By analyzing existing cross correlation between WPG Holdings and Sporton International, you can compare the effects of market volatilities on WPG Holdings and Sporton International and check how they will diversify away market risk if combined in the same portfolio for a given time horizon. You can also utilize pair trading strategies of matching a long position in WPG Holdings with a short position of Sporton International. Check out your portfolio center. Please also check ongoing floating volatility patterns of WPG Holdings and Sporton International.
Diversification Opportunities for WPG Holdings and Sporton International
-0.5 | Correlation Coefficient |
Very good diversification
The 3 months correlation between WPG and Sporton is -0.5. Overlapping area represents the amount of risk that can be diversified away by holding WPG Holdings and Sporton International in the same portfolio, assuming nothing else is changed. The correlation between historical prices or returns on Sporton International and WPG Holdings is a relative statistical measure of the degree to which these equity instruments tend to move together. The correlation coefficient measures the extent to which returns on WPG Holdings are associated (or correlated) with Sporton International. Values of the correlation coefficient range from -1 to +1, where. The correlation of zero (0) is possible when the price movement of Sporton International has no effect on the direction of WPG Holdings i.e., WPG Holdings and Sporton International go up and down completely randomly.
Pair Corralation between WPG Holdings and Sporton International
Assuming the 90 days trading horizon WPG Holdings is expected to generate 0.11 times more return on investment than Sporton International. However, WPG Holdings is 9.01 times less risky than Sporton International. It trades about 0.43 of its potential returns per unit of risk. Sporton International is currently generating about -0.24 per unit of risk. If you would invest 5,090 in WPG Holdings on August 26, 2024 and sell it today you would earn a total of 60.00 from holding WPG Holdings or generate 1.18% return on investment over 90 days.

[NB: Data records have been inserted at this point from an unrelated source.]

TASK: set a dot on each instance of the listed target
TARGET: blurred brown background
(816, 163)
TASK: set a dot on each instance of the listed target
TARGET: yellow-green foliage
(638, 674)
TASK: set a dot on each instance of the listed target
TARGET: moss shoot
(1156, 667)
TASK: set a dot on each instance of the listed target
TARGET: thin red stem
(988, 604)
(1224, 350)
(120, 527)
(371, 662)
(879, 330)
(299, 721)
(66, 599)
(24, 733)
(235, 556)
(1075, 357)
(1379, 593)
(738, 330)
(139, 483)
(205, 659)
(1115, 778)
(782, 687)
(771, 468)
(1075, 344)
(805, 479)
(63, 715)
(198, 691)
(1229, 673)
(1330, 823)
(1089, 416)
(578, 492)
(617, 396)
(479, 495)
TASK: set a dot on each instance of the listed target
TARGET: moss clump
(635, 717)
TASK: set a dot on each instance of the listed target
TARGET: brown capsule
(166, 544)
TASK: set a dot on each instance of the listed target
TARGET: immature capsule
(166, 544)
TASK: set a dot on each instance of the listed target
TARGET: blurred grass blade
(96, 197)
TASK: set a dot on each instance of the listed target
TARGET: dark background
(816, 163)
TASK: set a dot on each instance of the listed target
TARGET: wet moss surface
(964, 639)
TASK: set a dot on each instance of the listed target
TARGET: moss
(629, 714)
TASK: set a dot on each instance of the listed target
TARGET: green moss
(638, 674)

Time Period | 3 Months [change] |
Direction | Moves Against |
Strength | Very Weak |
Accuracy | 100.0% |
Values | Daily Returns |
WPG Holdings vs. Sporton International
Performance |
Timeline |
WPG Holdings |
Sporton International |
WPG Holdings and Sporton International Volatility Contrast
Predicted Return Density |
Returns |
Pair Trading with WPG Holdings and Sporton International
The main advantage of trading using opposite WPG Holdings and Sporton International positions is that it hedges away some unsystematic risk. Because of two separate transactions, even if WPG Holdings position performs unexpectedly, Sporton International can make up some of the losses. Pair trading also minimizes risk from directional movements in the market. For example, if an entire industry or sector drops because of unexpected headlines, the short position in Sporton International will offset losses from the drop in Sporton International's long position.WPG Holdings vs. GrandTech CG Systems | WPG Holdings vs. Answer Technology Co | WPG Holdings vs. Xander International | WPG Holdings vs. Weblink International |
Check out your portfolio center.Note that this page's information should be used as a complementary analysis to find the right mix of equity instruments to add to your existing portfolios or create a brand new portfolio. You can also try the Performance Analysis module to check effects of mean-variance optimization against your current asset allocation.